Bruce Sterling on whatever happened to cyberpunk?

In a cyberpunk analysis, Frankenstein is ”Humanist” SF. Frankenstein promotes the romantic dictum that there are Some Things Man Was Not Meant to Know. – – In the moral universe of cyberpunk, we already know Things We Were Not Meant To Know. Our grandparents knew these things; Robert Oppenheimer at Los Alamos became the Destroyer of Worlds long before we arrived on the scene. In cyberpunk, the idea that there are sacred limits to human action is simply a delusion. There are no sacred boundaries to protect us from ourselves.

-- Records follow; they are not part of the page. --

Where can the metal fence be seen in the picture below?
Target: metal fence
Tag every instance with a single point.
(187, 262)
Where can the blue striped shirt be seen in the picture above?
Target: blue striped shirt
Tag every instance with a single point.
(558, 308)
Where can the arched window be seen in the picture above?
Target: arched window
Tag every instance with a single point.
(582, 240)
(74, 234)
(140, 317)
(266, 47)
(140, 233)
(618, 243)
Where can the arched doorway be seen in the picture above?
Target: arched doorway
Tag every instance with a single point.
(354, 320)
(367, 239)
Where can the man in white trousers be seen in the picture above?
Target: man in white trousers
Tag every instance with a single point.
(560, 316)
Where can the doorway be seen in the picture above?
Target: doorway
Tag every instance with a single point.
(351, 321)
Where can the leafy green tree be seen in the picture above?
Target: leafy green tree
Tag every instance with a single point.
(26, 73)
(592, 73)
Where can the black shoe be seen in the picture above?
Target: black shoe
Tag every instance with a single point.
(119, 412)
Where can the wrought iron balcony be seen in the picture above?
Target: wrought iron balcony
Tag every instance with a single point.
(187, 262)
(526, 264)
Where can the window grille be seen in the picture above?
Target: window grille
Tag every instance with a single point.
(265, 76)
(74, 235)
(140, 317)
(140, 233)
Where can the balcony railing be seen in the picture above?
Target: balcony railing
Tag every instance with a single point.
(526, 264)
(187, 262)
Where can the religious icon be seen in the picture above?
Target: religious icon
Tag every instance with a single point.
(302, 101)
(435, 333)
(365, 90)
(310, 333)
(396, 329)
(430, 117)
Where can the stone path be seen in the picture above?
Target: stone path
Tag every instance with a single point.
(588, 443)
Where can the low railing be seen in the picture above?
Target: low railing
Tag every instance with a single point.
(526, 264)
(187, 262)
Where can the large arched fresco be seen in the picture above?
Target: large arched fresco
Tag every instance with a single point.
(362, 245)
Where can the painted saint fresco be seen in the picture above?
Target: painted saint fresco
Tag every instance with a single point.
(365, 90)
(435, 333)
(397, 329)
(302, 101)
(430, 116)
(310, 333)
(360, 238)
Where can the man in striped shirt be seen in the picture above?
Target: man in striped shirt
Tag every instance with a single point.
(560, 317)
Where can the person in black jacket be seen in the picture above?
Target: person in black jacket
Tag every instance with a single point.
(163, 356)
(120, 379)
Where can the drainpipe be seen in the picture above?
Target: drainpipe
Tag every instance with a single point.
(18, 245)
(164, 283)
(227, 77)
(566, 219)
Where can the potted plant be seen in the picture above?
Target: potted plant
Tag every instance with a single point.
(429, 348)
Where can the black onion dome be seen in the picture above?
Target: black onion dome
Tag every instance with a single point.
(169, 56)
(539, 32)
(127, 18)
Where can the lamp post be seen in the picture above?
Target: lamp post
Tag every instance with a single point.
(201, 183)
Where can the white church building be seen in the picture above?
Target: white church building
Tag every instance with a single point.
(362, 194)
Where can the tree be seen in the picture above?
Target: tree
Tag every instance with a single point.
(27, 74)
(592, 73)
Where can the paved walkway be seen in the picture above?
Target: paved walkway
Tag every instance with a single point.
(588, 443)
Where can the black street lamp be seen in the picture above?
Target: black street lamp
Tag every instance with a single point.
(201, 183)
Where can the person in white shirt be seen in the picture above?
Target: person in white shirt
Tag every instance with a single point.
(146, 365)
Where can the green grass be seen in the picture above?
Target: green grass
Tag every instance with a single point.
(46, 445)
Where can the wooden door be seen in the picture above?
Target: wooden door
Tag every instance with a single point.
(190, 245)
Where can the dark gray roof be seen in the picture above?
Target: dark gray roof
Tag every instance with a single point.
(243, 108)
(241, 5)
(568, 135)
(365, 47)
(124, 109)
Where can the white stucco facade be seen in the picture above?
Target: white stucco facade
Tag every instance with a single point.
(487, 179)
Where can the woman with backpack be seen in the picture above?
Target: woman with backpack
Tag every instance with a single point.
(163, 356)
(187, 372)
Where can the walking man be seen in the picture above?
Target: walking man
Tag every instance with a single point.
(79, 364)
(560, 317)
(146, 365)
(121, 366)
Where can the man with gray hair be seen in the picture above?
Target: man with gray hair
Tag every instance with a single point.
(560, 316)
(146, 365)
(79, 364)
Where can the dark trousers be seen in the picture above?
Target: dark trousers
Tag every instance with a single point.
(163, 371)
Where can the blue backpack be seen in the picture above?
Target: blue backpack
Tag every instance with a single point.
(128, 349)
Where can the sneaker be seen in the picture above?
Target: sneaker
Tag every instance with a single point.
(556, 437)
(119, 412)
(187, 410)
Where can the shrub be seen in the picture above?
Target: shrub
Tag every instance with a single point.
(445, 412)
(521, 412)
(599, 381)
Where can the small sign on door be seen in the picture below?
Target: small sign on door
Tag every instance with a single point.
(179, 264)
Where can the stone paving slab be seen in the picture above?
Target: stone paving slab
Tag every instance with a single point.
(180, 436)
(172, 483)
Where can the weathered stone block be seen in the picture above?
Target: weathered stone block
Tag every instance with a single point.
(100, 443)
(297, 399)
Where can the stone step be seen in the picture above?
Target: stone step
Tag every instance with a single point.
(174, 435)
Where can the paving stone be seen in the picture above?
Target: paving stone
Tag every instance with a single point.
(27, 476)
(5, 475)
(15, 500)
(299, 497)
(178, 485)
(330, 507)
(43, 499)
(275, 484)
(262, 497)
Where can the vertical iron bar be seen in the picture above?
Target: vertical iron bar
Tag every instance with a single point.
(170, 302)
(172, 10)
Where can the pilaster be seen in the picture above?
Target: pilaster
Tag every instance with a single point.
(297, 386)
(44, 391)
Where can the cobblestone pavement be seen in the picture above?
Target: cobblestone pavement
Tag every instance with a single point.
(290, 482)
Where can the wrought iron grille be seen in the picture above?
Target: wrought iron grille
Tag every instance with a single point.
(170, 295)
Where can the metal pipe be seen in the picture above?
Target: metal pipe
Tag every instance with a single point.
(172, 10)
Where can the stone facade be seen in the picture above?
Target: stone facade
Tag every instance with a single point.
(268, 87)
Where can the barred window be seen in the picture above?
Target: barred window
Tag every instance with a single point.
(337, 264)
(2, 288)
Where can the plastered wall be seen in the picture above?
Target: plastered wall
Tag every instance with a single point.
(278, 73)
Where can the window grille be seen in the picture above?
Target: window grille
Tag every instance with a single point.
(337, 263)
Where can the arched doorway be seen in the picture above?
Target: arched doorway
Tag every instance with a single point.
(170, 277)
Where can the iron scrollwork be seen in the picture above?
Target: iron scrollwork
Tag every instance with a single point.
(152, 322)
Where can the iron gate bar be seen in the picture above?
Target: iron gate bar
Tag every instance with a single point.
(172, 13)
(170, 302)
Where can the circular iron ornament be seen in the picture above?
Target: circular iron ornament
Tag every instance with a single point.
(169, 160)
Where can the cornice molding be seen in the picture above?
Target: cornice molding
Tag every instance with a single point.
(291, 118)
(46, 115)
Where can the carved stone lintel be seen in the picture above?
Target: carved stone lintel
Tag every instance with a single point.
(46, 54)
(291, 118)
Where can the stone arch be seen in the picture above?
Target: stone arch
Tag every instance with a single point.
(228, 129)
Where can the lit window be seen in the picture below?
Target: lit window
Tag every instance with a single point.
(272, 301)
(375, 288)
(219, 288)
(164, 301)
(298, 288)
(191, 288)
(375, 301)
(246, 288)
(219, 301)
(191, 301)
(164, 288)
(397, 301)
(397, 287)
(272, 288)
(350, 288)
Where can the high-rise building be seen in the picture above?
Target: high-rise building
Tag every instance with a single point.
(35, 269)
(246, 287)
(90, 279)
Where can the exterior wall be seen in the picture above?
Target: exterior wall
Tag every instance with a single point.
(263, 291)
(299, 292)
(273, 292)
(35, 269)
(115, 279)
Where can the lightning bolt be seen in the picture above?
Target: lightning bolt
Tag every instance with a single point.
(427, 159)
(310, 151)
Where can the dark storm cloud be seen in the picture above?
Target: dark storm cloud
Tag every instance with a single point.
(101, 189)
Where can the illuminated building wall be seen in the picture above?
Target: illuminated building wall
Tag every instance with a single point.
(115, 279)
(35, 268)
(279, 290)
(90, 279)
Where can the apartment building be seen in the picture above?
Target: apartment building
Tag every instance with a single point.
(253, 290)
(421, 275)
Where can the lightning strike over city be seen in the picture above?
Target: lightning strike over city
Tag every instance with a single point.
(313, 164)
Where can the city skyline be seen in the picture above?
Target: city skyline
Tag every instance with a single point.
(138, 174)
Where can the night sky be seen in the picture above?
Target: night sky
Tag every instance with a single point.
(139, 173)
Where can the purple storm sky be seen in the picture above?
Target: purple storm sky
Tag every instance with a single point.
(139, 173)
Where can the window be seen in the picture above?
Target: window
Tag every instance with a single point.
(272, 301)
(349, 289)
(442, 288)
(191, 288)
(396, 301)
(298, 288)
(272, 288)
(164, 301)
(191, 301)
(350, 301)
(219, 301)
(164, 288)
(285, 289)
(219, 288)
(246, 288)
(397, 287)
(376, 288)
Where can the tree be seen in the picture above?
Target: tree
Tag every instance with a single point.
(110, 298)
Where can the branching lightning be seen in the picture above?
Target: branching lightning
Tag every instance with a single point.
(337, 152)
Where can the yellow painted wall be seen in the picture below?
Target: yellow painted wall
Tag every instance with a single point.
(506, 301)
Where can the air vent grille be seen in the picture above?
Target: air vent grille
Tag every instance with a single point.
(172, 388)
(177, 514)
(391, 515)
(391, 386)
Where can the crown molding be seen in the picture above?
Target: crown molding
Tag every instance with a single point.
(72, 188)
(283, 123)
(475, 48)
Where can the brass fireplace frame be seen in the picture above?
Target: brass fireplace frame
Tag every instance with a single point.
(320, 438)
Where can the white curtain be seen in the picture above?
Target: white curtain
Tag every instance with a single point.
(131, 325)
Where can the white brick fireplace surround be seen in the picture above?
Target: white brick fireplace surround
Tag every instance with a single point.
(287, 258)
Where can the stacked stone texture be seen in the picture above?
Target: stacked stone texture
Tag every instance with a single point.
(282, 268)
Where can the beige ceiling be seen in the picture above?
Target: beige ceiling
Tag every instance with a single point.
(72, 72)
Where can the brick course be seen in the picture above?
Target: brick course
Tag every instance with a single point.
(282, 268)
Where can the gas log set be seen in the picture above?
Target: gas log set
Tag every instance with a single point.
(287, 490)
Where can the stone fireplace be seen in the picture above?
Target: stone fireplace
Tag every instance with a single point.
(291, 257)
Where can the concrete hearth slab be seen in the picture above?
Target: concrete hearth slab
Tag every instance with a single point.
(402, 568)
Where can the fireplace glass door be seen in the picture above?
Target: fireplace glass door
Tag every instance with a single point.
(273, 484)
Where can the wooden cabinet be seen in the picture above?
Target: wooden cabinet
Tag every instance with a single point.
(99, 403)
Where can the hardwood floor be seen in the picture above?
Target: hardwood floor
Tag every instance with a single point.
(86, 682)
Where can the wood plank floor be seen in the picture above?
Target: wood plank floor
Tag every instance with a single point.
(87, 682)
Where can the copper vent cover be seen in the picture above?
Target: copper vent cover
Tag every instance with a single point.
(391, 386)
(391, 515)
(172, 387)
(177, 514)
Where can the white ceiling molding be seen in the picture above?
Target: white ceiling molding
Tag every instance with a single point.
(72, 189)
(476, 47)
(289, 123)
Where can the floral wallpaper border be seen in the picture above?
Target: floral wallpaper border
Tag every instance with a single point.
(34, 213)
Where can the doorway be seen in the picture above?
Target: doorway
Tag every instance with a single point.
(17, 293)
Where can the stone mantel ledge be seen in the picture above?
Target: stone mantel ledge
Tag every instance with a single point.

Rucker, Shiner, Sterling, Shirley and Gibson – the Movement’s most fearsome ”gurus,” ear-tagged yet again in Shiner’s worthy article, in front of the N. Y. Times’ bemused millions – are ”cyberpunks” for good and all. – – But the dreaded C-Word will surely be chiselled into our five tombstones. Public disavowals are useless, very likely worse than useless. Even the most sweeping changes in our philosophy of writing, perhaps weird mid-life-crisis conversions to Islam or Santeria, could not erase the tattoo. – – Seen from this perspective, ”cyberpunk” simply means ”anything cyberpunks write.” – – ”Cyberpunk” will not be conclusively ”dead” until the last of us is shovelled under. Demographics suggest that this is likely to take some time.